In re Complaint as to the CONDUCT OF Nicholas A. DRAKULICH, Accused.
SC 29058.Supreme Court of Oregon.
Argued and Submitted January 31, 1985. Decided July 9, 1985.Richard A. Carlson, Portland, argued the cause and filed the brief for accused.
Patric J. Doherty, Portland, argued the cause for Oregon State Bar. With him on the brief were Dennis R. VavRosky and Rankin, McMurry, VavRosky & Doherty, Portland.

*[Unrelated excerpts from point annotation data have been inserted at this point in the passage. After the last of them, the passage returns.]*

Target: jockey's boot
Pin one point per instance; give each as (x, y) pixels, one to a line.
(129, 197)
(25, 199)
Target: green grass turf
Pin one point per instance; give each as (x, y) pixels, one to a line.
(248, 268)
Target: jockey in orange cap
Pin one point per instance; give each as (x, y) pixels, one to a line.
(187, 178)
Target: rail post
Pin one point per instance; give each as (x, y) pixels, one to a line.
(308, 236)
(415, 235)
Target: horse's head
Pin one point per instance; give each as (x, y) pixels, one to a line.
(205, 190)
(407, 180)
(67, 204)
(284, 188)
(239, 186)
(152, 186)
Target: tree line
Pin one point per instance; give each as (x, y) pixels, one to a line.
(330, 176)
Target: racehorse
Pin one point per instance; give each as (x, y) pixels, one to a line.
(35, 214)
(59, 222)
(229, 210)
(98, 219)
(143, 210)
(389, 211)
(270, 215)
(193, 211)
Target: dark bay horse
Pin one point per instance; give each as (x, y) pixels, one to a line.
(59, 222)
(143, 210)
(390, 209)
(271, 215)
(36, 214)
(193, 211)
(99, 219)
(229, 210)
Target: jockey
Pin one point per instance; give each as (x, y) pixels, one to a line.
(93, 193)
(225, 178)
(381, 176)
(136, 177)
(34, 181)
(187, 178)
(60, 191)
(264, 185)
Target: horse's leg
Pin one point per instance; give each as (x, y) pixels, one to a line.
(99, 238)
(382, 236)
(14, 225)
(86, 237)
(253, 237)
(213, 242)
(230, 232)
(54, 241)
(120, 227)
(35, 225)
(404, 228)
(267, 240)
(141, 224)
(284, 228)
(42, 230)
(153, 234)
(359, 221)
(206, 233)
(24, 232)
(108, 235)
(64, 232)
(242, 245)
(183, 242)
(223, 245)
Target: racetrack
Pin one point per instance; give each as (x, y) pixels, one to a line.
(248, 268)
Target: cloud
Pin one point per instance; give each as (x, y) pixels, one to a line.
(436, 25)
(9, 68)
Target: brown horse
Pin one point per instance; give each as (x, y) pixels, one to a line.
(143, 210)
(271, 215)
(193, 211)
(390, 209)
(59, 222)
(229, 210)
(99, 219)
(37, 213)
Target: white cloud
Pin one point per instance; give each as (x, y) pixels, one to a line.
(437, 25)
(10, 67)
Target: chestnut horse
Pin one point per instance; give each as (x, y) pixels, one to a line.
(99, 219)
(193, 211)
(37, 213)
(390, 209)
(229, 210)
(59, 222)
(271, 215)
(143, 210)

Before PETERSON, C.J., and LENT, LINDE, CAMPBELL, ROBERTS and CARSON, JJ.
PER CURIAM.
This attorney discipline case presents the same issue decided this date in In re Chase, 299 Or. 391, 702 P.2d 1082 (1985), *1098 that is, whether the conviction of the attempted possession of a controlled substance (cocaine) is a misdemeanor involving moral turpitude. The Disciplinary Review Board in Chase concluded that the conviction was for a crime involving moral turpitude but in this case the Disciplinary Review Board concluded that it was not.
It is not necessary to set out the facts of this case because, as we decided in Chase, the facts and circumstances of an individual case are not significant in determining whether a crime involves moral turpitude under ORS 9.527(2). We look only to the record of the conviction.

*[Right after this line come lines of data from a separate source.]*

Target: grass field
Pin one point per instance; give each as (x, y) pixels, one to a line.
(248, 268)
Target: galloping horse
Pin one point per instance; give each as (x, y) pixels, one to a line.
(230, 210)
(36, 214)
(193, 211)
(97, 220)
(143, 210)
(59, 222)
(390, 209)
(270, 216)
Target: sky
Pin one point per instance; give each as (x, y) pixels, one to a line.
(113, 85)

For the reasons stated in Chase, we hold that the accused's conviction of attempted possession of a controlled substance is not a crime involving moral turpitude.
Complaint dismissed.
PETERSON, Chief Justice, dissenting.
I dissent for the reasons stated in my dissenting opinion in In re Chase, 299 Or. 391, 702 P.2d 1082 (1985), also decided this day.

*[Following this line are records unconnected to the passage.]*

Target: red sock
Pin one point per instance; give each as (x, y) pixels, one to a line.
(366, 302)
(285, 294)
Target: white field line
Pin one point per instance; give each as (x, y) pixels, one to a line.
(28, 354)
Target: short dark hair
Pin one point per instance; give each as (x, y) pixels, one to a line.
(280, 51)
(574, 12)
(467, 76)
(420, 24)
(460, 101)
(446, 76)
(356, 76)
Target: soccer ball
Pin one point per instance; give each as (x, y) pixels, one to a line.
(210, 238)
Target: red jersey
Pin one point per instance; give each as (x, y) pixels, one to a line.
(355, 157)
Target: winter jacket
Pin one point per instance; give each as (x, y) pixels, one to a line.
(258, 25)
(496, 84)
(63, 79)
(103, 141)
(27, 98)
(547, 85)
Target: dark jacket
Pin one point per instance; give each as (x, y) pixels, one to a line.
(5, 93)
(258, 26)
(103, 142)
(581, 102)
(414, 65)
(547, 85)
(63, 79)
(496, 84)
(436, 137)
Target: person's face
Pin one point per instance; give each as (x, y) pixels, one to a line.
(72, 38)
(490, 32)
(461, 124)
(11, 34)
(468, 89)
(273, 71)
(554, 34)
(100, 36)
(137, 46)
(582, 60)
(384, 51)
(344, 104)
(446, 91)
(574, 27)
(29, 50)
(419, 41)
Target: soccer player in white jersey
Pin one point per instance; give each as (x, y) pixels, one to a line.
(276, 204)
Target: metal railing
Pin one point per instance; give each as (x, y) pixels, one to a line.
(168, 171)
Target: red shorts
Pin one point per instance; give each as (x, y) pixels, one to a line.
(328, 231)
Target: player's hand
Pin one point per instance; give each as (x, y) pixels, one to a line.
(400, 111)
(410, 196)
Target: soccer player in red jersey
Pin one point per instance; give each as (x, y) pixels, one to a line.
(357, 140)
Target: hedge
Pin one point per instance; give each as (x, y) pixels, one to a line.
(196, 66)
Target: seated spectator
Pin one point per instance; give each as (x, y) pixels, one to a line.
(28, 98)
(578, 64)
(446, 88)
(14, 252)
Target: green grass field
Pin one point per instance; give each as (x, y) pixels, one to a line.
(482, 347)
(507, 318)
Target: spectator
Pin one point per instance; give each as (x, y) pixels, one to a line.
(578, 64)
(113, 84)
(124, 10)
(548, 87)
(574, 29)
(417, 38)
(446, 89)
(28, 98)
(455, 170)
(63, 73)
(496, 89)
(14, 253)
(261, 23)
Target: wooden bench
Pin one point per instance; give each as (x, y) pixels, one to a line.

LENT, Justice, dissenting.
The accused was charged with possession of cocaine after security officers at Multnomah Kennel Club observed the accused in the parking lot apparently "snorting" a substance later identified as cocaine. Apparently as the result of plea bargaining, the accused was allowed to plead guilty to attempted possession of cocaine. The charade is transparent.
I dissent for the same reasons (other than those concerned with veracity) that I have dissented in In re Chase, 299 Or. 391, 702 P.2d 1082 (1985), decided today.